Com três a mais, resultado favorável, arbitragem a favor, e jogando em casa, o Talleres tinha o título nas mãos. Mas não tinha Ricardo Bochini. Aos 41 do segundo tempo, Bocha tabelou com seu grande amigo Bertoni (outro campeão mundial pela seleção em 78) e chutou a bola com força no alto da rede adversária.

O Independiente havia arrancado um miraculoso empate que lhe daria o título. Nos minutos finais da partida, o Talleres atacou incessantemente, e o goleiro Roganti ainda teve tempo de fazer duas defesas dificílimas. E a bola estava em suas mãos quando o árbitro encerrou a partida.

O Independiente era campeão nacional de 1977, Bocha se consagrava definitivamente como um deus em Avellaneda, e a ditadura argentina sofria uma grande derrota nos gramados. Há exatamente 33 anos, o grande craque que hoje completa seu 57º aniversário se transformava em verdadeira lenda.

Tiago de Melo Gomes

Tiago de Melo Gomes é bacharel, mestre e doutor em história pela Unicamp. Professor de História Contemporânea na UFRPE. Autor de diversos trabalhos na área de história da cultura, escreve no blog 171nalata e colunista do site Futebol Coletivo.

6 thoughts on “Quando o Independiente derrotou a ditadura

  • Belo texto, Tiago.

    E você ainda me diz que estudar não serve de nada, mas graças à História é que produzes grandes textos históricos. Mereces até outra dose…

    Abraço.

  • Caio Brandão Costa

    Aeee! aquela avalanche de especiais de fim de ano deixa a gente mal acostumado, hehe… tava sentindo falta de outro.

    O que impediu Bochini de figurar em mais Copas? Pelo que leio, ele tinha bola para ter jogado de 1974 a 1982… mas foi justamente para a de 86, isto porque seu fã Maradona teria pedido ao Bilardo. Quais eram os jogadores da posição dele que levaram a vaga de titular e de reserva?

    1982, logicamente, foi o Diego, mas quem tirou até a reserva do Bocha nesses mundiais? Em 1978, os dois foram deixados para trás por Beto Alonso e mais algum outro, suponho. Em 1974 ele não tinha a concorrência de Maradona e ainda assim não foi…

    (Se visse a segunda foto em outro lugar, poderia até pensar tratar-se do Liverpool ou Nottingham decidindo uma Champions Cup, hehe.

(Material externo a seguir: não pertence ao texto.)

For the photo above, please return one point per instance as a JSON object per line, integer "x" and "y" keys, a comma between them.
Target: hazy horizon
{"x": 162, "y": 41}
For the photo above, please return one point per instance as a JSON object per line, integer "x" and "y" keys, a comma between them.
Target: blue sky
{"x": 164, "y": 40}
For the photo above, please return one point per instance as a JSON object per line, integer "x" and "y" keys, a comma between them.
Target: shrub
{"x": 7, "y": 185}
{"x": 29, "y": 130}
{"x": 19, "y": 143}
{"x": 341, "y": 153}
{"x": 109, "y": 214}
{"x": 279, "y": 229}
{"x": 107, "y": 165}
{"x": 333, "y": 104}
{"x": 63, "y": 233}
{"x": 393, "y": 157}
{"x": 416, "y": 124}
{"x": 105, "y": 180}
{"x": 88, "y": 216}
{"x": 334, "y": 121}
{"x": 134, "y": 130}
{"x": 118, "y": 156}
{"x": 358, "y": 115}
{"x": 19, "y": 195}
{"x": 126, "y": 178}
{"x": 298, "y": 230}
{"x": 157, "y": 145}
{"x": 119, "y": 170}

O cara tinha bem mais fios de cabelo ainda… só o identifiquei pela legenda)

  • Tiago Melo

    Em 1974 ele tinha apenas 20 anos, e havia explodido no segundo semestre de 1973. Suponho que deve ter sido mais um daqueles casos (como o proprio Diego em 78, ou Ganso/Neymar em 2010) em que o treinador prefere levar aqueles jogadores já testados e aprovados, ao invés de arriscar com alguem que mal apareceu. E os meias titulares eram Babington e Brindisi, que tambem eram muito bons. E o reserva era outro jovem muito promissor, da mesma idade de Bochini: Kempes.
    Em 1982 o Menotti tinha Maradona e Kempes a disposiçao na 10 e Ardiles na 8. Kempes ja nao era o mesmo, mas depois do que fez em 78 era impensavel nao leva-lo. A grande questao realmente é 1978, quando Bocha estava em seu auge e levou o Rojo ao titulo argentino do ano anterior da forma como mostra o texto acima.
    Menotti chegou a albiceleste disposto a fazer uma grande renovação na seleção, e fez questão de usar muitos jogadores menos conhecidos, frequentemente preterindo jogadores de clubes grandes (O Boca, bi da Libertadores de 77/78 só teve Tarantini como titular, isso porque Carrascosa se lesionou). Para as meias ele preferiu o Ardiles, do Huracan, e o Kempes, que havia despontado no Central foi em 76 para o Valencia.
    Houve mesmo muita pressao pelo Alonso, mas nao podemos esquecer que ele tambem deixou de fora JJ Lopez, que era de fato o grande idolo da torcida do River. A mim parece que Menotti preferia trabalhar com jogadores menos conhecidos. Mas é só uma impressao.
    No todo, acho que Bocha teve um grande azar em termos de seleção: ter a mesma idade e função que Mario Kempes, que foi nas tres copas que Bochini deveria ter ido, na mesma posição que ele. Com um pouco mais de sorte, poderia ter sido ao menos reserva em 78, esse sim o grande pecado. Coisas do Menotti.